Missing Nodes in Ways

While parsing the latest OSM world data, my parser reported that over 1000 ways contain node references to non-existant nodes. Most of the missing nodes IDs were higher than the highest node ID in the OSM world file. I manually verified that these nodes are not in the file using a hex editor. I have downloaded the last two world files and both had the same problem.

Does this indicate some sort of corruption in the OSM database or a bug in the OSM world data exporter?

For now I am just skipping ways that contain non-existant nodes. Is this the best way to solve this issue currently?

-Mark Granger

Can you give a few way ID’s and the node ID’s that are apparently missing?

Easy! Just look at the very last way in the file. All of its nodes, starting with the first one, are past the maximum node ID in the file.

Edit: To be more precise, the last way is as follows:

The last node is as follows:

This was found using Hex Edit (Version 3.0 - http://www.hexedit.com/)) on the file planet-090701.osm

Note that the time stamp and changeset for the last way are after the time stamp and change set of the last node. I have a feeling that the final bunch of nodes are not getting saved to the world file.

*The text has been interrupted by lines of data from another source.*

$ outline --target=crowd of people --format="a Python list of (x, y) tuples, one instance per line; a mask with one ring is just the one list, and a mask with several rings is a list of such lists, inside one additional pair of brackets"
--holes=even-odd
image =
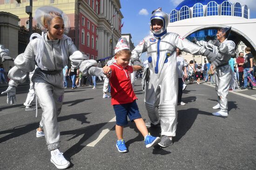
[[(155, 145), (165, 148), (173, 144), (176, 133), (177, 106), (185, 104), (182, 101), (182, 94), (187, 78), (190, 83), (196, 81), (197, 84), (202, 79), (205, 82), (212, 80), (218, 99), (213, 108), (220, 109), (212, 114), (228, 116), (227, 95), (234, 83), (235, 70), (229, 65), (234, 66), (234, 62), (229, 61), (235, 55), (235, 48), (234, 43), (228, 40), (231, 28), (218, 29), (216, 40), (195, 42), (195, 44), (176, 33), (167, 32), (168, 15), (159, 8), (152, 12), (150, 18), (152, 35), (144, 38), (132, 51), (128, 41), (120, 38), (115, 56), (102, 64), (89, 60), (64, 34), (68, 31), (69, 22), (62, 11), (52, 6), (41, 7), (36, 10), (34, 18), (43, 33), (32, 34), (24, 52), (16, 57), (14, 66), (8, 74), (9, 86), (1, 94), (7, 94), (7, 103), (14, 104), (16, 88), (24, 82), (29, 73), (30, 89), (24, 105), (26, 110), (34, 110), (31, 101), (36, 96), (43, 110), (36, 137), (45, 138), (50, 161), (57, 168), (66, 169), (70, 164), (59, 150), (60, 132), (57, 120), (61, 110), (64, 89), (69, 88), (68, 80), (72, 81), (72, 90), (85, 86), (88, 80), (94, 89), (97, 77), (100, 80), (104, 77), (103, 98), (109, 97), (107, 93), (110, 92), (116, 116), (117, 140), (115, 145), (120, 152), (128, 151), (123, 139), (128, 117), (135, 123), (144, 137), (147, 148)], [(2, 60), (10, 59), (8, 51), (1, 49)], [(209, 63), (205, 61), (203, 65), (198, 65), (191, 60), (186, 63), (181, 51), (206, 56)], [(240, 72), (243, 73), (243, 88), (247, 85), (248, 71), (252, 72), (255, 68), (250, 51), (247, 48), (244, 61), (239, 59), (239, 63), (237, 61), (237, 79), (242, 77)], [(143, 64), (139, 57), (144, 52), (148, 56), (148, 64), (142, 74)], [(242, 56), (239, 53), (241, 58)], [(140, 113), (133, 88), (135, 71), (138, 71), (137, 78), (142, 78), (145, 105), (149, 118), (146, 123)], [(241, 83), (242, 81), (240, 86)], [(161, 127), (160, 137), (148, 132), (147, 127), (152, 126)]]

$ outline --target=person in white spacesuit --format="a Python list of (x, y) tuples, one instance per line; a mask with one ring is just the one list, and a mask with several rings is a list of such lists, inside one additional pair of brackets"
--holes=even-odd
[[(206, 56), (217, 65), (216, 55), (187, 39), (173, 33), (167, 32), (168, 15), (161, 8), (153, 11), (150, 19), (153, 35), (143, 38), (132, 52), (131, 62), (142, 66), (139, 57), (147, 51), (148, 69), (145, 69), (142, 81), (145, 87), (145, 104), (150, 122), (147, 126), (161, 126), (161, 141), (166, 147), (173, 144), (176, 135), (178, 75), (176, 71), (176, 48), (193, 55)], [(147, 72), (146, 70), (148, 70)]]
[[(43, 128), (46, 144), (51, 152), (51, 162), (58, 169), (65, 169), (70, 164), (59, 150), (60, 133), (57, 117), (61, 113), (64, 87), (62, 69), (68, 59), (74, 68), (84, 75), (105, 76), (102, 68), (97, 68), (97, 62), (88, 60), (79, 51), (68, 32), (69, 20), (62, 11), (52, 6), (37, 9), (34, 18), (43, 31), (42, 35), (33, 34), (23, 53), (14, 60), (15, 66), (8, 75), (9, 87), (2, 94), (7, 94), (7, 102), (13, 104), (16, 99), (16, 87), (23, 82), (27, 72), (34, 73), (32, 77), (35, 94), (43, 113), (40, 127)], [(33, 38), (37, 38), (33, 39)], [(35, 69), (35, 66), (38, 68)]]
[(219, 65), (216, 67), (215, 89), (218, 95), (218, 103), (212, 108), (220, 109), (212, 113), (215, 116), (228, 116), (228, 99), (227, 96), (230, 85), (232, 85), (233, 72), (229, 61), (236, 52), (236, 44), (228, 38), (230, 33), (231, 27), (222, 28), (218, 30), (217, 39), (210, 40), (208, 42), (204, 41), (196, 42), (196, 44), (204, 46), (217, 55), (217, 59), (220, 61)]

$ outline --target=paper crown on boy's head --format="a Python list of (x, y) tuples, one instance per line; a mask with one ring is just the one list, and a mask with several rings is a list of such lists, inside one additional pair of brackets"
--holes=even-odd
[(129, 42), (127, 40), (126, 38), (119, 38), (115, 46), (115, 53), (116, 54), (117, 52), (125, 49), (130, 50)]

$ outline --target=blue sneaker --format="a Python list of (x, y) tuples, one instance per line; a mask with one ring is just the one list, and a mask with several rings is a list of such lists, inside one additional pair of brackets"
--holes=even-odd
[(125, 146), (125, 143), (124, 139), (116, 141), (116, 147), (120, 152), (126, 152), (127, 151), (127, 148)]
[(148, 133), (148, 134), (145, 137), (144, 140), (146, 147), (148, 148), (157, 144), (160, 142), (161, 139), (159, 137), (154, 137), (150, 135), (150, 133)]

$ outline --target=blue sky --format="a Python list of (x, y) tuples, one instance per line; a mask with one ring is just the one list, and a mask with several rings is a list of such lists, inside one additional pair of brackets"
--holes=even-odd
[[(149, 34), (149, 19), (152, 11), (159, 7), (169, 13), (183, 0), (121, 0), (121, 12), (124, 22), (122, 33), (130, 33), (135, 46)], [(250, 10), (250, 18), (256, 18), (256, 0), (229, 0), (247, 5)]]

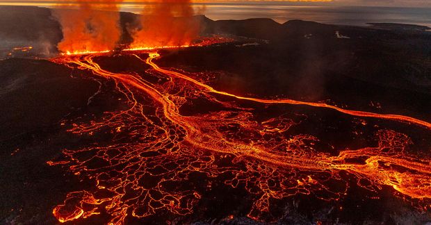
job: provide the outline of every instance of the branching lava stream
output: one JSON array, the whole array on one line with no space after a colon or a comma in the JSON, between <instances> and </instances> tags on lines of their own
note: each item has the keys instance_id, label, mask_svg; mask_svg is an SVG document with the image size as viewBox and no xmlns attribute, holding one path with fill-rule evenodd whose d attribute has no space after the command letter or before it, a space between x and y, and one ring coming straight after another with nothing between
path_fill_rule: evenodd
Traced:
<instances>
[{"instance_id":1,"label":"branching lava stream","mask_svg":"<svg viewBox=\"0 0 431 225\"><path fill-rule=\"evenodd\" d=\"M161 211L188 215L216 182L224 183L226 188L245 189L254 201L247 216L261 221L277 219L272 215L273 199L311 194L341 201L353 185L377 196L384 187L391 187L395 195L429 213L431 160L409 150L413 142L407 135L377 128L373 146L320 151L330 146L320 144L320 137L290 133L309 115L279 113L262 119L254 110L273 105L311 106L370 119L367 123L389 120L427 133L431 124L323 103L236 96L214 90L198 76L159 67L154 59L161 56L155 51L118 55L134 56L151 69L145 74L110 72L98 61L102 53L53 60L91 71L95 79L113 81L128 106L90 122L74 123L69 131L90 136L111 131L110 143L65 149L64 158L49 162L67 165L95 182L93 188L69 193L54 209L59 222L100 213L106 214L112 224ZM195 101L218 106L184 115L181 112L193 108Z\"/></svg>"}]
</instances>

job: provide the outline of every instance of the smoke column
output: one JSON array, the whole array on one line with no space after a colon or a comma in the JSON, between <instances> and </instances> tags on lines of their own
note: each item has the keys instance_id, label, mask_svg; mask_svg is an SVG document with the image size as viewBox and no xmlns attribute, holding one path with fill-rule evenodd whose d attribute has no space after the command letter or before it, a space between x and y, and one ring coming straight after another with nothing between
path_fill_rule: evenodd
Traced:
<instances>
[{"instance_id":1,"label":"smoke column","mask_svg":"<svg viewBox=\"0 0 431 225\"><path fill-rule=\"evenodd\" d=\"M147 1L146 1L147 2ZM131 29L132 48L188 45L199 35L200 23L190 0L147 2L139 28Z\"/></svg>"},{"instance_id":2,"label":"smoke column","mask_svg":"<svg viewBox=\"0 0 431 225\"><path fill-rule=\"evenodd\" d=\"M63 34L58 50L73 53L113 49L121 35L118 6L122 1L63 0L54 12Z\"/></svg>"}]
</instances>

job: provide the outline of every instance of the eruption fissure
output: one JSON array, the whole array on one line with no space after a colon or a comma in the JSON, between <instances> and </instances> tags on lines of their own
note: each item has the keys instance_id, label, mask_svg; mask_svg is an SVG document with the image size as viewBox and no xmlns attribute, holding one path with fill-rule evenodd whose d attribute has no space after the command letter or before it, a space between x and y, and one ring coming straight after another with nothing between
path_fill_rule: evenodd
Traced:
<instances>
[{"instance_id":1,"label":"eruption fissure","mask_svg":"<svg viewBox=\"0 0 431 225\"><path fill-rule=\"evenodd\" d=\"M413 143L406 135L379 128L375 145L330 154L318 151L321 141L317 137L291 135L290 127L304 119L298 122L298 115L282 115L259 121L258 112L240 106L252 101L263 107L286 104L325 108L355 117L418 125L425 132L431 130L428 122L326 103L236 96L217 91L185 73L161 68L154 60L161 57L158 53L149 53L146 59L146 54L128 51L119 57L123 54L135 56L149 65L145 76L133 72L109 72L97 62L103 57L101 54L53 60L115 81L129 106L127 110L109 112L90 123L74 124L70 130L95 135L108 129L113 143L63 151L65 159L60 164L95 181L95 185L90 190L70 193L65 203L53 211L59 222L86 218L102 210L110 215L113 224L124 223L128 215L141 218L161 210L190 214L204 197L204 190L211 189L215 182L222 182L226 188L245 190L254 199L248 216L258 220L271 217L272 199L302 194L341 201L352 185L375 194L383 186L392 187L395 194L416 203L421 210L431 206L431 161L407 151ZM197 99L221 105L222 109L181 115L181 108ZM357 183L345 180L343 172L355 177ZM197 176L200 181L193 182ZM333 182L339 183L338 188L331 185Z\"/></svg>"}]
</instances>

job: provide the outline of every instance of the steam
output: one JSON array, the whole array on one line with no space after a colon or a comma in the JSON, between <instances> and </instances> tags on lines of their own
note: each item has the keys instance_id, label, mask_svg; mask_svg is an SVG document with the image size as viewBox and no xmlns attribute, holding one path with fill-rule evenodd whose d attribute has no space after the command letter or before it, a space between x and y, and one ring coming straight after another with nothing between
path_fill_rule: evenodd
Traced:
<instances>
[{"instance_id":1,"label":"steam","mask_svg":"<svg viewBox=\"0 0 431 225\"><path fill-rule=\"evenodd\" d=\"M140 17L140 28L129 29L131 47L188 45L197 38L200 23L190 0L158 0L148 3Z\"/></svg>"},{"instance_id":2,"label":"steam","mask_svg":"<svg viewBox=\"0 0 431 225\"><path fill-rule=\"evenodd\" d=\"M58 44L63 53L103 51L115 49L120 41L119 6L122 0L63 0L54 15L63 39ZM183 46L199 36L200 22L193 17L190 0L140 0L143 12L139 25L127 27L132 48ZM77 10L70 8L77 8Z\"/></svg>"},{"instance_id":3,"label":"steam","mask_svg":"<svg viewBox=\"0 0 431 225\"><path fill-rule=\"evenodd\" d=\"M66 4L63 3L54 12L63 35L58 50L74 53L115 47L121 36L118 4L122 0L78 0L68 4L70 0L63 1ZM78 9L68 8L74 6Z\"/></svg>"}]
</instances>

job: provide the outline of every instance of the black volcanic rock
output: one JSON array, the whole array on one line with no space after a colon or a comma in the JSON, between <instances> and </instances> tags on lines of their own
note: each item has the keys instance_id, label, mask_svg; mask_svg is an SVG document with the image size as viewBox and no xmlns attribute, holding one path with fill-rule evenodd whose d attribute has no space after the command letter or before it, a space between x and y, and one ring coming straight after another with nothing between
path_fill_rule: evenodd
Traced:
<instances>
[{"instance_id":1,"label":"black volcanic rock","mask_svg":"<svg viewBox=\"0 0 431 225\"><path fill-rule=\"evenodd\" d=\"M86 106L98 85L70 74L68 68L46 60L0 61L0 142L58 124Z\"/></svg>"},{"instance_id":2,"label":"black volcanic rock","mask_svg":"<svg viewBox=\"0 0 431 225\"><path fill-rule=\"evenodd\" d=\"M282 31L280 24L270 19L218 20L206 24L205 33L222 33L264 40L273 40Z\"/></svg>"}]
</instances>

Note: Not all the missing nodes had IDs past the highest in the file. Some were earlier IDs that were simply missing. I am going to assume that these nodes were re-allocated recently and like the other recent nodes did not get written when the planet file was created.

-Mark Granger

In the OSM-Data the nodes seem to be available:
http://www.openstreetmap.org/browse/node/431377449

So, I guess your planet file is corrupt.

chris

This is expected behaviour from the weekly planet dump. There is no guarantee of integrity on any data that was added to the OSM db after the time the planet file generation has started.

It takes a few hours to generate the planet file, and when the nodes have been dumped to the file, someone can still add a new way and associated new nodes. This could then show up only as a way, later in the file.

The only way to get a good file with referential integrity is to take the weekly planet dump, and add the next day’s daily diff file to that:

  1. Fetch the weekly planet (e.g. planet-090708.osm.bz2) and next day’s diff (e.g. 20090708-20090709.osc.gz)

  2. bzcat planet-090708.osm.bz2 | osmosis --rxc 20090708-20090709.osc.gz --rx - --ac --wx planet-090709.osm.gz

I wish to propose a change to the way the weekly planet dumps are produced.

  1. Create the weekly planet dump file as usual but do not release it.
  2. The next day, apply the diff file as you describe to the dump file.
  3. Release the merged planet dump file.

I think that it would be worth waiting an extra day to download a non-corrupt world file.

-Mark Granger

It’s just a dump, and for a lot of needs quite useful already as-is.

That’s not to say what you propose couldn’t be done, either additionally or instead of the current dump. I suggest you send your proposal to the dev mailing list, where the admins are more likely to see it than on this forum.